Por cierto, el 11 de abril de 1912 los Yankees salieron al terreno del Hilltop Park usando por primera vez sus icónicos uniformes a rayas y a pesar de la creencia popular, no fueron los primeros en tener esta modalidad, ya que en 1911 los Gigantes de Nueva York y los Filis de Philadelphia se les adelantaron.
Cinco temporadas después, los Yankees tendrían a su primer jugador latino y ese honor le tocó al cubano Armando Marsans en 1917, cuando fue cambiado por los Carmelitas de San Luis a los Bombarderos del Bronx por el utility Lee Magee.
Durante la temporada de 1929, los Yankees volvieron a hacer historia, cuando se convirtieron en el primer equipo en utilizar números en los uniformes. Esto ocurrió el 30 de junio y fue una idea para que los jugadores fuesen identificados más fácilmente por los fanáticos, poniéndoles el número del orden que ocupaban en la alineación.
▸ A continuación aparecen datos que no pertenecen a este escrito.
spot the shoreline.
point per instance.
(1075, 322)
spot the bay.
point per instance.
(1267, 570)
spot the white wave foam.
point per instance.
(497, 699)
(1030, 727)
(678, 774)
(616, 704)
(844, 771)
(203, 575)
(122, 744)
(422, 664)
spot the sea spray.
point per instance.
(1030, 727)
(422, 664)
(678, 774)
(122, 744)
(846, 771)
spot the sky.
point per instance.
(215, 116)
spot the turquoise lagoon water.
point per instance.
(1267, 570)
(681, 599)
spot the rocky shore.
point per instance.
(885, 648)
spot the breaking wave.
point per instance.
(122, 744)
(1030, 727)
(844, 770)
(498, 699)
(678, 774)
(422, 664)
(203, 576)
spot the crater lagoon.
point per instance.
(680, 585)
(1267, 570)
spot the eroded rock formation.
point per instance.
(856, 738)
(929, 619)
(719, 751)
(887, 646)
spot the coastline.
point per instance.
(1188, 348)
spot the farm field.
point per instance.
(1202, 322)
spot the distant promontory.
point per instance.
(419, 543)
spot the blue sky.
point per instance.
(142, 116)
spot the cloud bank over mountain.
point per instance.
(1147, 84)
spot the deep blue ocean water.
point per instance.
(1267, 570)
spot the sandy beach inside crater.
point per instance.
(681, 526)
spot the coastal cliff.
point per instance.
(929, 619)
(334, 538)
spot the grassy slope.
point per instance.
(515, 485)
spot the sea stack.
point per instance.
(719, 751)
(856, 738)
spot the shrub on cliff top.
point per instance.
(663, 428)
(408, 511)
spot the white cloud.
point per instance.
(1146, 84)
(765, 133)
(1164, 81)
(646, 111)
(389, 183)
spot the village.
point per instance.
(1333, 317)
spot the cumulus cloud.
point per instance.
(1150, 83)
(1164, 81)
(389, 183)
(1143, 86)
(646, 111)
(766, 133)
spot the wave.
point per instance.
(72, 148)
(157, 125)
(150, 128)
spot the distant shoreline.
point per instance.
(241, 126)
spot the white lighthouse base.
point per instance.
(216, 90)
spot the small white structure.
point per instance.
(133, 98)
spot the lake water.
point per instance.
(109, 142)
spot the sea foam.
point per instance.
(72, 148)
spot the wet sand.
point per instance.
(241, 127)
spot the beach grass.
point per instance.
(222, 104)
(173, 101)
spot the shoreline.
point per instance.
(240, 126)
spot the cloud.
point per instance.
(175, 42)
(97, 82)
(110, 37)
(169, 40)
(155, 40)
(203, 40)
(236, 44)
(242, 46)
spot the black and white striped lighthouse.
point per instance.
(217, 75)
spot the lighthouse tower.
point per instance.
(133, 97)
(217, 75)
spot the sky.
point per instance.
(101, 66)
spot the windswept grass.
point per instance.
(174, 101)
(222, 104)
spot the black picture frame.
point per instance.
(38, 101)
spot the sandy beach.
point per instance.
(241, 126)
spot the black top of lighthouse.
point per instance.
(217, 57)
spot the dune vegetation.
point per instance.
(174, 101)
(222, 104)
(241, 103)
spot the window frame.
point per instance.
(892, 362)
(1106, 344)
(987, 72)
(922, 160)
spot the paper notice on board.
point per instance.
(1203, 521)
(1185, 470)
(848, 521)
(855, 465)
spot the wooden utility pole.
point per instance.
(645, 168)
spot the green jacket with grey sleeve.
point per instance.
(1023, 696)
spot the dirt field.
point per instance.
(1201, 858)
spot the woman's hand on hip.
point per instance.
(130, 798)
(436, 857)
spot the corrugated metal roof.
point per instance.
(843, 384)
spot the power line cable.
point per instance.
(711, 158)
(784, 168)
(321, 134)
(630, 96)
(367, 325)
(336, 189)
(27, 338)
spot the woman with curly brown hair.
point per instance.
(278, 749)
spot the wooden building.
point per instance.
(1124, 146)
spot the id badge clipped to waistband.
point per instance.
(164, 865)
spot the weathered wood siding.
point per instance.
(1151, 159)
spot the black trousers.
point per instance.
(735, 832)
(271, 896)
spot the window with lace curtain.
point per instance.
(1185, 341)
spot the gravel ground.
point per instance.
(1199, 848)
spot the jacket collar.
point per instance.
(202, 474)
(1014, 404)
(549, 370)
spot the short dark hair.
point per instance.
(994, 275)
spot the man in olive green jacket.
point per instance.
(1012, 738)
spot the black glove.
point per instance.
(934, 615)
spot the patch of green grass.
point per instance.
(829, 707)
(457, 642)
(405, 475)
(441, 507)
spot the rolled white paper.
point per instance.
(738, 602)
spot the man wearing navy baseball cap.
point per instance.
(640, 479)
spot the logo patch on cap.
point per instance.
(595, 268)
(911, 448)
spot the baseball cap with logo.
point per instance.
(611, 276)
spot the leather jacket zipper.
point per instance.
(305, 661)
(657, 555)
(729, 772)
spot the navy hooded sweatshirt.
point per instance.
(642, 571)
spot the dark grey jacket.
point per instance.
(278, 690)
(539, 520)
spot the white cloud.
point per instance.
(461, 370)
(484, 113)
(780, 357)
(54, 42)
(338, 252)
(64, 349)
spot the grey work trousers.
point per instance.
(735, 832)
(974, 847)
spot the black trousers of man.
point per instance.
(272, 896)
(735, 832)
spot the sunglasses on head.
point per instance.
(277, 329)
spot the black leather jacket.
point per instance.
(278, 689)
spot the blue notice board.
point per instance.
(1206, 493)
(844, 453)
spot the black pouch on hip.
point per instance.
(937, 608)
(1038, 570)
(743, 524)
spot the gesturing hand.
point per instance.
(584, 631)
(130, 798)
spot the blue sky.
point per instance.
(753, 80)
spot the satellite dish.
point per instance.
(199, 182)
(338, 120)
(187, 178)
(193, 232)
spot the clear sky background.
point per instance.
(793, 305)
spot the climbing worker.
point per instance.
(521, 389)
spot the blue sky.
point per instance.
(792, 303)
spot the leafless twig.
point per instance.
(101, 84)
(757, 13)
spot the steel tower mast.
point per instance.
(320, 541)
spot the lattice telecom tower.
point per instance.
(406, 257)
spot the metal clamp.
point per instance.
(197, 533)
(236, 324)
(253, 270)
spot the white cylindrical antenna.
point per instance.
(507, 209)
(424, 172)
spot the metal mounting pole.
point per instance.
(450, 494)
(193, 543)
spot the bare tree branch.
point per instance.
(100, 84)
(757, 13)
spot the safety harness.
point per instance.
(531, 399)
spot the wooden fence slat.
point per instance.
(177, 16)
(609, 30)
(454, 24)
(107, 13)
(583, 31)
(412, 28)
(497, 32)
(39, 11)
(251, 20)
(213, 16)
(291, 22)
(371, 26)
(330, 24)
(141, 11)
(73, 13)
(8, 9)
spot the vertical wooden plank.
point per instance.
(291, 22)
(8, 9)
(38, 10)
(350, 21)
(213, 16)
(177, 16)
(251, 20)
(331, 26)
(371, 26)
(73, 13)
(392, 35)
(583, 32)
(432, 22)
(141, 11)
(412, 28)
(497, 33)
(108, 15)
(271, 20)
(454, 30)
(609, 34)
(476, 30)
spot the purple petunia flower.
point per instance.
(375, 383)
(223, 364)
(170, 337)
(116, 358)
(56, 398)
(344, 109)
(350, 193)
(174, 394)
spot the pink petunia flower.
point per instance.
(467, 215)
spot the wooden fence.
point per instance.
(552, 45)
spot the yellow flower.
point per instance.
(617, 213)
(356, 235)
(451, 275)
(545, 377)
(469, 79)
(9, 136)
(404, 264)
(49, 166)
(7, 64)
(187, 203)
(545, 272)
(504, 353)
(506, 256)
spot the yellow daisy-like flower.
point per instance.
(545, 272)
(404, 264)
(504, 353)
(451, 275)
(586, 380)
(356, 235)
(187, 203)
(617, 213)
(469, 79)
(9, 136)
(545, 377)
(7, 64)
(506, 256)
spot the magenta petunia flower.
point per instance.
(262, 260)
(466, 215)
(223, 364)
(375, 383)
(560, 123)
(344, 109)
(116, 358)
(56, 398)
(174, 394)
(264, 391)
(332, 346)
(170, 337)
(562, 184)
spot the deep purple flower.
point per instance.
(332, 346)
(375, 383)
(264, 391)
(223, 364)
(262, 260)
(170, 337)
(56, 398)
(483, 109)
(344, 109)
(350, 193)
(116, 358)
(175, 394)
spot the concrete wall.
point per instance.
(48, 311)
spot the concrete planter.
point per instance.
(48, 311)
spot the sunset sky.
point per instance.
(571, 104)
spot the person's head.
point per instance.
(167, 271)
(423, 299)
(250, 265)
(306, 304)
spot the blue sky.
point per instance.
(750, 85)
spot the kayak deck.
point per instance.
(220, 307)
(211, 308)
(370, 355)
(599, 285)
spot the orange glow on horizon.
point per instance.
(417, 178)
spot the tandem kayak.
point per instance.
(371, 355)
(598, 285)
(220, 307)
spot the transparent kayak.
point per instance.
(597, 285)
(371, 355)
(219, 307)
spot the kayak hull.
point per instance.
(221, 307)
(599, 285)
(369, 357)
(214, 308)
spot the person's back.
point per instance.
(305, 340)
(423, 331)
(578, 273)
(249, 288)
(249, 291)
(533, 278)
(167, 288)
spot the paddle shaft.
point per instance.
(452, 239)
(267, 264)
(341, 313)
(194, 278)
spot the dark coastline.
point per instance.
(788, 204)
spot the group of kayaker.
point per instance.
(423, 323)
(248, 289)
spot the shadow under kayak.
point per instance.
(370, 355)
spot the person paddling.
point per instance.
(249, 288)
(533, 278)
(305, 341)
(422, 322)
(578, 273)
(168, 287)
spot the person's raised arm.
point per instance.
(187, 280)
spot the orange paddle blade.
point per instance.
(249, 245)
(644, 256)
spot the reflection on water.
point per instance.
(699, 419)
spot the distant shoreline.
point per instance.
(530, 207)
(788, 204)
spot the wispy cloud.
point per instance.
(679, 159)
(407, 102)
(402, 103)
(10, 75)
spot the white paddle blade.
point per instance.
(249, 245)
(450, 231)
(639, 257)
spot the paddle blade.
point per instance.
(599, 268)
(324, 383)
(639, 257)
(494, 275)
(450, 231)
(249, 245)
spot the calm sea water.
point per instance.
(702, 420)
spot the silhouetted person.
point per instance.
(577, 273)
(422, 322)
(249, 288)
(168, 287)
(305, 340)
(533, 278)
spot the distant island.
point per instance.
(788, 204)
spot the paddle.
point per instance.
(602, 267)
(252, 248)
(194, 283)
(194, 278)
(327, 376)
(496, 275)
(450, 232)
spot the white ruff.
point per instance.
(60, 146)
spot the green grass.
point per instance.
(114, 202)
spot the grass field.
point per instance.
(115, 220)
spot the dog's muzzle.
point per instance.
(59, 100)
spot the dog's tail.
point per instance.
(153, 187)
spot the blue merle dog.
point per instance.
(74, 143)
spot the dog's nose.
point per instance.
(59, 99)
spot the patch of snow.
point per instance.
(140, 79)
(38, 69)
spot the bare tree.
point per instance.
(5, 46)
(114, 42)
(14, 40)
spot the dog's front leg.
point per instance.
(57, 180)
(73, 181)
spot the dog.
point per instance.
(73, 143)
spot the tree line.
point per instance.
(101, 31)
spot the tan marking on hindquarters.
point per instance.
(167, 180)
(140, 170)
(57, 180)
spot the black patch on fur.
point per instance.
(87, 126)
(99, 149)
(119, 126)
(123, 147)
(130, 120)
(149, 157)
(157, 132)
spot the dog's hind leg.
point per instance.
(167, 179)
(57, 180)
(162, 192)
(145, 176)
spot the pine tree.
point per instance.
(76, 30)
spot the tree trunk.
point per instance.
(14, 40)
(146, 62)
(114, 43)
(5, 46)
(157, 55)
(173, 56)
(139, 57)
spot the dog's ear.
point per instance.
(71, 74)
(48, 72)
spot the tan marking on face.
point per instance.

Ese mismo año, ocurriría una desgracia en el Yankee Stadium, cuando el 19 de mayo, se vendieron más tickets que asientos en el graderío del jardín derecho y debido a una fuerte lluvia, muchos de los ahí presentes buscaron refugio debajo de las gradas y una vez ahí, los asientos colapsaron sobre ellos, dejando 62 heridos y dos muertos. Babe Ruth, cuando vio el accidente, corrió a ayudar y él mismo sacó a una joven de 17 años, Eleanor Price, debajo de los escombros, desafortunadamente falleció en los brazos del “Bambino” antes de que llegaran los paramédicos.
Para finalizar y recordando un día tan triste como la despedida de Lou Gehrig, les cuento que ese 4 de julio de 1939, no sólo vimos el discurso más icónico de un pelotero en las Grandes Ligas, sino que su número 4 se convirtió en el primero en ser retirado en la historia del Rey de los Deportes.